No Life ’til leather, we’re gonna kick some ass tonight…
So says Metallica, on “Hit The Lights,” the opening track of their 1982 demo No Life ’til Leather, which, after over three decades, is finally getting an official release for this year’s Record Store Day.
The mighty Metallica will be releasing the 1982 demo No Life ’til Leather as a re-mastered limited edition cassette tape for Record Store Day this April. This offering will contain the original demo recordings for the seven songs that went on to make up the bulk of the thrash metal legends’ first album, 1983’s Kill ‘Em All, including the popular “Seek & Destroy.” The demo tracks were performed by the band’s original line-up of James Hetfield (lead vocals and rhythm guitar), Lars Ulrich (drums); Dave Mustaine (lead guitar), who went on to form fellow Big 4 thrash band Megadeth; and Ron McGovney (bass). (For Kill ‘Em All, current guitarist Kirk Hammett replaced Mustaine, while Cliff Burton, who died in 1986, stepped in as bassist).

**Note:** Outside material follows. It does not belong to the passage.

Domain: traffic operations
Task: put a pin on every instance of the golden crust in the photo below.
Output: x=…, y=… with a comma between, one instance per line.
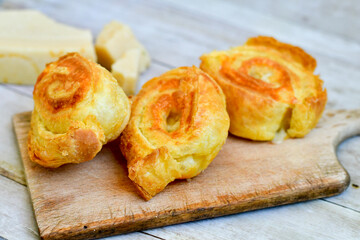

The limited edition Record Store Day demo tape release will have a re-mastered version of the original 1982 mix, and this will be the first time the demo is being offered commercially ever.
See cassette art and track listing here below (image above is of the aforementioned original line-up, but is not an official photo for the limited edition cassette release and was not included in the press release).
A note from Metallica:
This year we decided to celebrate Record Store Day with our friends at independent retail by taking a huge leap back in time to our humble beginnings with that little rectangle of plastic known as the “demo tape.” In 1982 we recorded seven songs that became our initial calling card known as No Life ’til Leather and it led us to our first record deal . . . the rest, as you some of you may know, is history! We hope you enjoy this little walk down memory lane with us and that you will continue to join us in supporting independent record stores around the world.
Hit The Lights
Seek & Destroy
Jump In The Fire
Record July 6, 1982 at Chateau East Studio, Tustin, CA.
The No Life ’til Leather cassette tape will be available for purchase at local record stores and at the band’s website, Metallica.com. Expanded versions of this demo tape will be available on CD, vinyl, and as a collector’s set sometime this Summer.
Dave Grohl of the Foo Fighters will server as ambassador of this year’s Record Store Day, which takes place on April 18, 2015.
Regarding the Record Store Day offering, Metallica drummer Lars Ulrich laughingly told Rolling Stone recently that “Twelve people will be able to play it, but everybody else will be able to hold it in their hands and, uh, have a great time with it.” Well, let me stand up and be counted as one of the twelve who still owns a cassette tape boom box, as well as being someone who still has a massive cassette tape collection of hard rock and heavy metal albums AND still has several demo cassettes of 1980’s New York City-area heavy metal bands, including Type O Negative’s green-colored tape from back when they were still going by the name Repulsion. Yes, back in my day, dear children, recording a demo tape was a prerequisite for getting your name out there in hopes that it would get passed around and listened to. This 1982 Metallica demo was probably the most sought after demo of the metal genre and it’s something I’ve listened to for years because although Kill ‘Em All is amazing and til this day is still one of my favorite albums of all time, there’s nothing like hearing that rawness and magic captured on No Life ’til Leather.
Snagging the No Life ’til Leather cassette tape this Record Store Day is something I know I’ll be attempting, if I can indeed find an actual record store.
By the way, while I always thought there’d be some kind of market for vinyl albums, I never thought I’d see the day when cassette tapes would make a comeback. I think the thanks for this comeback should solely go to director James Gunn’s Guardians Of The Guardians, who’s main character Star-Lord has a heavily used cassette Walkman complete with a homemade cassette tape song mix in his arsenal. The film’s soundtrack was even released in cassette tape format and quickly sold out, but is getting a digital download re-release.
More of my two cents: For those of you who don’t know, the “compact cassette” tape was good for one thing and one thing only – portability (and I’m referring to pre-made products, not the recordable tapes). Otherwise, it had an inferior sound quality to vinyl and warped easily. Oh, and the tape itself oftentimes would come off of the spool and you’d have to employ a pencil in the tape’s holes to get it back on. Oh, and there was no SKIP button. Nope, if you wanted to skip a song, you’d have to press (and sometimes also hold down) the Fast Forward button and wait forever while being subjected to the annoying high-pitched sounds of the forwarding. In that way, I do not miss cassette tapes, but they did serve their purpose at the time thanks to their aforementioned portability and gave me so many great memories and listening experiences.